What is Hanger? And why does it happen?!
To understand hanger (hunger + anger) we need to understand some basic human physiology…
The basis for hanger occurs in response to falling blood sugar levels. After eating, food is broken down into its components: fat, protein and carbohydrate. Within an hour after a meal the level of glucose (aka blood sugar) is high (~7-8mmol/L) and within 3-4 hours after eating it drops (~4mmol/L)1,4.
The brain needs a steady supply of glucose to stay sharp, and when the level of glucose in the blood begins to drop below optimal levels (about 3-4 hours after eating), your thinking begins to become impaired and your ability to handle stress diminishes2.
In response to the falling glucose levels your brain stimulates a stress response, also known as “fight or flight”. The brain sends out signals to the rest of the body in an attempt to release stored glucose from the rest of the body’s tissues1.
These hormones help balance out the level of blood glucose, but can also contribute to feelings of stress, irritability and anger2.
Low blood sugar + reduced brain function + release of stress hormones = HANGER!
The stress response is natural safe guard to replenish blood sugar levels and to encourage food intake…but with potential side effects of creating uncontrollable feelings of rage1,2,3 .
The actual cause of hanger still remains a mystery. Some people do not express anger as part of their hunger regulatory behaviour, and the presence / level of hanger is dependent multiple factors, such as: the amount of time since last meal and the composition of that meal1,4. One study showed that people who expressed some symptoms of hanger actually had blood sugar levels within normal ranges2,5. Whatever the cause, hanger is a real threat to a lot of people and the effects seem to be somewhat ubiquitous in our society.
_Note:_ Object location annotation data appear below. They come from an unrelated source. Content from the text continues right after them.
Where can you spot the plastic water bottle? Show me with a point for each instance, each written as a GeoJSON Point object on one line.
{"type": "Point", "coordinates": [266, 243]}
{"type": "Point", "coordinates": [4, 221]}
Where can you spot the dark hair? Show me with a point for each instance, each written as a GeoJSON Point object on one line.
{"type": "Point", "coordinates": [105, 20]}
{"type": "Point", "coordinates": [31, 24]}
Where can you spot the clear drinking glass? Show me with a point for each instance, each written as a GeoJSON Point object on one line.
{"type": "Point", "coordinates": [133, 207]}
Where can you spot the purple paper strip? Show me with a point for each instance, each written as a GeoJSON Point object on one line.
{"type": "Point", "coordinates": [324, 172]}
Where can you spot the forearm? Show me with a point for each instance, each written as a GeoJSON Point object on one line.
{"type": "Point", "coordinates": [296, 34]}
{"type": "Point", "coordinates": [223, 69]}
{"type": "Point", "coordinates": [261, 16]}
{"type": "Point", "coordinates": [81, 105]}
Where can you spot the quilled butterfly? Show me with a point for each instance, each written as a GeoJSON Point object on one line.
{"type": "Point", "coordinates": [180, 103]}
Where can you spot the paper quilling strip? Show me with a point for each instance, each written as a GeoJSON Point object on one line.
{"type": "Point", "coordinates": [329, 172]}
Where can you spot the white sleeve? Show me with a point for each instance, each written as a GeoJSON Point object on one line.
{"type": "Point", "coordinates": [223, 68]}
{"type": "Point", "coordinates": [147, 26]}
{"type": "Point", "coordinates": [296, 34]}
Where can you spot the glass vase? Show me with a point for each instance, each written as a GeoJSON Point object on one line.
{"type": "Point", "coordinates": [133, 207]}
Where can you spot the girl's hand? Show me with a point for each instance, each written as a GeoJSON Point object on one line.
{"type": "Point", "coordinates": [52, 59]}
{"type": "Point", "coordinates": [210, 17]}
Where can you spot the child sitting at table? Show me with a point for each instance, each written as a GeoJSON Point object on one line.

What can you do to overcome (another) hanger outburst?
1. Try to eat several smaller meals throughout the day and include some healthy snacks high in protein and fibre. Try not to let more than 3 hours go by without eating something.
2. Eat a well-balanced diet throughout the day, including lean protein sources (ie. turkey, lentils, tofu, greek yogurt, etc.) and food high in fibre, such as whole grains, fruit and vegetables
3. Avoid or limit sugary foods, especially on an empty stomach. Sugary foods and drinks are absorbed by the body very rapidly and can cause large spikes in blood sugar levels followed by a rapid decline – and greater risk of “hanger symptoms”.
References
- , S. L., , K., , B., Glucose Metabolism and Regulation: Beyond Insulin and Glucagon. Diabetes Spectrum. July 2004 17:3 183–190
- Frier BM., Warren RE. Hypoglycaemia and cognitive function. Diabetes Obes Metab. 2005 Sep; 7(5):493-503.
- Service, F. J. Postprandial (reactive) hypoglycemia. http://www.uptodate.com/home. Accessed Feb. 21, 2013.
- Brun, J. F., Fedou, C., Mercier, J. Postprandial reactive hypoglycemia. Diabetes Metab. 2000 Nov; 26(5):337-51.
- Johnson, D.D., Dorr, K.E., Swenson, W.M., Service, F.J. Reactive hypoglycemia. JAMA. 1980 Mar 21; 243(11):1151-5.